Die übertriebene Kritik an der Maßnahme ist trotzdem nicht gerechtfertigt. Sicher, es wird hier versucht, Teile des bisherigen Gegners zu kaufen. Zwar legt die Bundesregierung Wert darauf, dass die Mittel einzelnen Taliban zu gute kommen sollen, sondern ganzen Dorfgemeinschaften.Trotzdem bleibt das Prinzip: Es fließt Geld für Waffenruhe. Das mag nicht unbedingt dem Ideal vom gerechten Frieden entsprechen. Wenn das Programm jedoch Erfolg haben sollte, heiligt der Zweck in diesem Fall die Mittel. Zehn Millionen Euro dafür, dass afghanische Zivilisten und internationale Soldaten sicherer leben können – das wäre gut angelegtes Geld. Man kann die Idee für zynisch halten, aber sie ist auch pragmatisch.

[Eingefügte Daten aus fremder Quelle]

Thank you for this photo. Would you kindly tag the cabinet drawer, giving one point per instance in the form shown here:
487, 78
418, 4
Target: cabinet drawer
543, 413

Darüber hinaus ist die Strategie ein wichtiger Schritt, weil sie in enger Abstimmung mit der afghanischen Regierung erarbeitet wurde, wie auch Präsident Hamid Karzai am Mittwochmmorgen bei einer Pressekonferenz im Kanzleramt bestätigte. Sie orientiert sich an der Selbstverpflichtung, die Karzai bei seiner zweiten Amtseinführung abgegeben hat.

Vor allem wegen des erklärten Ziels, mehr Gewicht auf die Ausbildung der Sicherheitskräfte zu legen, steht die Opposition mit Ausnahme der Linken dem Vorschlag der Regierung nicht so kritisch gegenüber, wie man hätte erwarten können. SPD-Chef Sigmar Gabriel zog im Bundestag zwar gewohnt süffisant über die Koalition im allgemeinen und Verteidigungsminister zu Guttenberg im Besonderen her. Den Vorschlag selbst attackierte er hingegen höchst vorsichtig. Man werde die Beratungen im Bundestag abwarten, so Gabriel, auch wenn er die Entsendung zusätzlicher Truppen kritisch sehe.

Die neue Afghanistanstrategie der Bundesregierung hat damit gute Chancen umgesetzt und von einer breiten parlamentarischen Mehrheit getragen zu werden. Ob es allerdings die einzige Initiative in der Afghanistanpolitik in diesem Jahr bleiben wird, ist unsicher. Nach London wird bereits die nächste Konferenz vorbereitet. Sie soll Ende März oder Anfang April stattfinden – dann in Kabul.